The life and ministry of Jesus was an example of just this. In fact Jesus got quite a reputation for who he spent his time with. In Matthew 9:11-13 we read: When the Pharisees saw this, they asked his disciples, “Why does your teacher eat with tax collectors and sinners?” On hearing this, Jesus said, “It is not the healthy who need a doctor, but the sick. But go and learn what this means: ‘I desire mercy, not sacrifice.’ For I have not come to call the righteous, but sinners.”
Archbishop William Temple said, “The Church is the only organisation that exists for the benefit of its non-members”. Think about that statement, it has a lot to say. The church does not exist for my benefit, it does not exist to provide what I want, when I want it and in the style I prefer. We live in a consumer society, but the church is not a consumer organisation, if anything the church should be profoundly counter cultural in this.
In 2004 the Church of England published a report entitled ‘Mission Shaped Church’ and one of the statements that was at the heart of that book was: “It’s not the church of God that has a mission in the world, but the God of mission who has a church in the world.”
For decades, if not centuries, the church of God has understood that it had a mission in the world, that is, mission was one of the reasons for the existence of the church amongst many others. That isn’t want Matt 29:19 says, rather it is the God of mission who has a church in the world, that is, mission is at the very heart and foundation of the existence of the church, it is not one of the reasons for it’s existence amongst many others, it is THE reason for the existence of the church.
Let me return to the question I asked at the start: what does it mean to be ‘A Church For The Unchurched?’
It means that we examine all that we are and do against how it serves God’s mission of making disciples of all nations. Let me take one, possibly controversial, area of the life of many churches and ask what it might mean if we were truly a ‘church for the unchurched.’ At a recent meeting of the PCC our Archdeacon remarked that he was surprised how many churches in the Diocese had communion as their main service almost every Sunday. That wasn’t his experience in other Dioceses that he has been in and the question he raised was should we reduce the number of communion services at St Paul’s to maybe twice monthly and at Whiteley to once monthly. He was clear that this wasn’t because of the lack of priests to celebrate communion, but rather in a mission minded church was it appropriate to have so many communion services?
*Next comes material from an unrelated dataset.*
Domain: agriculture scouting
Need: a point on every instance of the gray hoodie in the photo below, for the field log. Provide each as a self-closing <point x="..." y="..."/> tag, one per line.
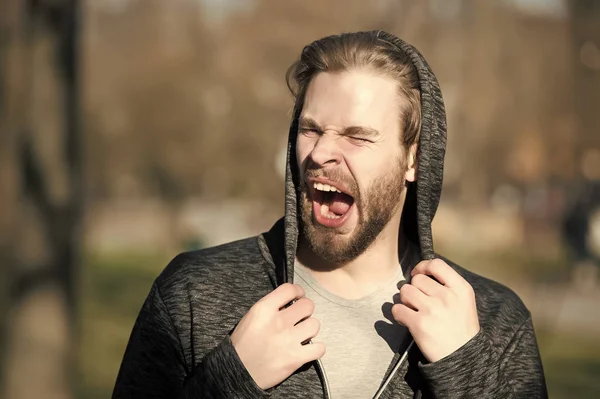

Why might he suggest this? The reasoning behind this question is that communion can be a barrier for the unchurched. Every Sunday when I administer communion I know how many people receive the bread and wine, how many people I pray a blessing over and how many people are in the building. And every week that are a number who don’t come up for communion or a blessing. Why? I would suggest that it is because communion is a meal for Christians and they don’t feel included. Instead of welcoming and including them communion becomes a barrier.
In a previous church community that I was part of the question of the regularity of communion was raised. The suggestion made was the we should ask the members of the church community how often they felt we should celebrate communion, my strong suspicion was that if we did so the answer would be ‘as often as possible.’ If the church is a ‘church for the unchurched’ perhaps the best people to ask aren’t those who are already part of the church community but those who are on the outside. I wonder what they would say?